Montclair budtenders first to join CEED union, focusing on cannabis
KATE ALBRIGHT / FOR MONTLCAIR LOCAL
By JAIMIE JULIA WINTERS
winters@montclairlocal.news
Ascend Montclair Dispensary workers have unionized, possibly helping set a standard for the thousands of workers expected to enter New Jersey’s budding cannabis industry.
On Monday, Feb. 7, Cannabis Engineers Extractors and Distributors — or CEED — Local 420 announced the ratification of Ascend's first labor contract for the workers, known as “budtenders.”
Ascend’s Montclair workers are the first to seek CEED as their bargaining unit in New Jersey.
The first dispensary to organize in New Jersey was Garden State Dispensary in Woodbridge, Eatontown and Union, under the United Food and Commercial Workers Union Local 152, which represents 14,000 workers in retail stores, healthcare facilities, manufacturing and the public sector across four states. The workers of Verano NJ, which owns Zen Leaf in Neptune and Lawrence, have also been represented by the United Food and Commercial Workers Union since January of last year.
Courtesy CEED Local 420
Courtesy CEED Local 420
CEED was chartered a year and half ago under the International Union of Journeymen of Allied Trades, the oldest union in the United States. CEED was formed to focus solely on representing cannabis workers in New Jersey as the market expands beyond the medical marijuana dispensaries already in New Jersey to include sales to recreational users, IUJAT Political Director Connor Shaw said.
“With the rapidly changing and growing market, CEED can specialize in just cannabis and focus on those employees,” Shaw said.
Before moving to New Jersey, Jeffrey Tabankin, budtender and shop steward at the Ascend Montclair Dispensary, worked for two years in the recreational marijuana industry in Massachusetts. By 2021, the cannabis industry there had grown to 176 retailers, but Tabankin said there wasn’t any talk of unionizing at the businesses where he worked.
When he moved to New Jersey last year to begin working at Ascend and discovered it could unionize under CEED, he began the process. It only took six months to unionize and ratify the contract for the 20 or so employees at Ascend, he said.
“Before we joined CEED, we were only considered at-will employees and had relatively few workplace protections. This labor contract and the union is providing us with critical workplace protections, annual raises, a far better health and benefits plan for the first time,” Tabankin said. “The contract and representation will help us and our families afford the rising costs of doctor visits, hospital care and prescriptions.”
As medical sales expand to include recreational sales in New Jersey (after voters approved recreational cannabis in November 2020, and Gov. Murphy then signed a package of bills regulating cannabis sales and licensing), Tabankin said, unions can help set standards for workers as the “budding industry” develops.

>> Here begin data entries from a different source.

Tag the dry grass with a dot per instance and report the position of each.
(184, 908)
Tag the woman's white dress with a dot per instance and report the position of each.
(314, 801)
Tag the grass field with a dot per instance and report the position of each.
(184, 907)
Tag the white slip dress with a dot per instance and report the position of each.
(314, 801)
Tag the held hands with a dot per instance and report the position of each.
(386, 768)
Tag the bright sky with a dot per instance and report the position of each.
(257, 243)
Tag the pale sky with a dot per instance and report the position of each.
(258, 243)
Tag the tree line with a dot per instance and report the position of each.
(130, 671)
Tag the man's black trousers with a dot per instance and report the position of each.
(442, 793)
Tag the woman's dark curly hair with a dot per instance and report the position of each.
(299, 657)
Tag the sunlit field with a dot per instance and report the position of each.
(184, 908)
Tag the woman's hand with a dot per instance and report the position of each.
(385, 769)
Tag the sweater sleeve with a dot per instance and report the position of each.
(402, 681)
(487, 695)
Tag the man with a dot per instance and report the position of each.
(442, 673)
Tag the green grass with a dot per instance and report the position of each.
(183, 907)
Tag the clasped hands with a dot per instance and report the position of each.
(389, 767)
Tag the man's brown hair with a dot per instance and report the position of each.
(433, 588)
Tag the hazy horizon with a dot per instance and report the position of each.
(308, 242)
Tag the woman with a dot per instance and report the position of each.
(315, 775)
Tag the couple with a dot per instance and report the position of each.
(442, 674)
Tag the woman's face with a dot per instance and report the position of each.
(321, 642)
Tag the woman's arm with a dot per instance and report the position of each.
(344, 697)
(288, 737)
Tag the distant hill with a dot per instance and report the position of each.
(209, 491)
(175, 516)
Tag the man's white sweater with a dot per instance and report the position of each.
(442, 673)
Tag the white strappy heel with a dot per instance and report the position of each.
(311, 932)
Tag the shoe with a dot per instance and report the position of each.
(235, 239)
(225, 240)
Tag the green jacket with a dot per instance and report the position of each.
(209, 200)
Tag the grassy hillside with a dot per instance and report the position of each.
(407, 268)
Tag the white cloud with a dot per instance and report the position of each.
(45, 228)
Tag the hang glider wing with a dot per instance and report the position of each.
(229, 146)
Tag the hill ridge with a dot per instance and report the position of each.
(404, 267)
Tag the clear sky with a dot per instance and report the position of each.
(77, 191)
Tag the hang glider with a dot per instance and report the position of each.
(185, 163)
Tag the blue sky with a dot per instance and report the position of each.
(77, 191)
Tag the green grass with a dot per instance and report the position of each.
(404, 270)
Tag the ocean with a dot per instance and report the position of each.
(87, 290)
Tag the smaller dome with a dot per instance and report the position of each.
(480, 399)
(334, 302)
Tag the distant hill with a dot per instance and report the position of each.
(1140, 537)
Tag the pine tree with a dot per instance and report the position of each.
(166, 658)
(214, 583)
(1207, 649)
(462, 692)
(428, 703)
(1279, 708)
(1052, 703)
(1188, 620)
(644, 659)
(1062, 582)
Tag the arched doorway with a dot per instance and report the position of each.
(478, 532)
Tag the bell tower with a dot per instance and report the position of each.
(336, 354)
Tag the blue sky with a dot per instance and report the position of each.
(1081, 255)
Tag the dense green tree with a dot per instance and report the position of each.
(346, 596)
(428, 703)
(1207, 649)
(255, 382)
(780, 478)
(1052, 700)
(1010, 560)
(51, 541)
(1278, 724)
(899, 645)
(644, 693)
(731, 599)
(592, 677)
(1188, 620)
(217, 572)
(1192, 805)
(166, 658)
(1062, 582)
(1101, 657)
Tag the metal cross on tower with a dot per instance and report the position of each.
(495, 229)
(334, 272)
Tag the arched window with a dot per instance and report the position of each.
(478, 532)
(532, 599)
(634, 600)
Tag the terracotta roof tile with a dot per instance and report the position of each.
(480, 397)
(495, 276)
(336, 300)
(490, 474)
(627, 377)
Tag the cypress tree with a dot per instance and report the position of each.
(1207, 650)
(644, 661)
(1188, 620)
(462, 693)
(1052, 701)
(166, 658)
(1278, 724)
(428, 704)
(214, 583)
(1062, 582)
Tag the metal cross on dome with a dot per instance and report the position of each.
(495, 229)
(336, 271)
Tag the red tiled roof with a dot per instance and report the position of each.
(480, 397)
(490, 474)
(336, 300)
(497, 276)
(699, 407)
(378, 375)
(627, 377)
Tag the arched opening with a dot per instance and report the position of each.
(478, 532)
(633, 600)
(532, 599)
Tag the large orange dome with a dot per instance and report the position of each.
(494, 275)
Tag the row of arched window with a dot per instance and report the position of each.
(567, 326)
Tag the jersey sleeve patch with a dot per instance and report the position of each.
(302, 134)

Ascend employees’ new three-year contract includes annual 3% wage increases, a more comprehensive healthcare plan that decreases copays and deductibles, and more paid time off based on a new seniority schedule. It also requires there be just cause to discipline or fire any employee.
Budtenders will now have a say in workplace conditions, with access to a grievance procedure.
If Ascend is awarded any future license for recreational cannabis operations, workers will be able to renegotiate their wages within six months of sales expanding beyond medical, Shaw said.
Tabankin said the move to unionize and the workers’ new contract will forge the way for other cannabis workers, as the market expands.
There are currently 23 operating medical cannabis dispensaries in the state of New Jersey. Another 30 provisional medical marijuana dispensary licenses were approved by the Cannabis Regulatory Commission in December of last year, according to NJ Cannabis Insider.
Shaw said the unionization and the contract ratification “will set a standard not just at Ascend but also for New Jersey’s burgeoning medical cannabis industry. It is crucial that workers in the fast-growing cannabis industry are afforded the protections and benefits of a labor contract and have a say in their workplace conditions."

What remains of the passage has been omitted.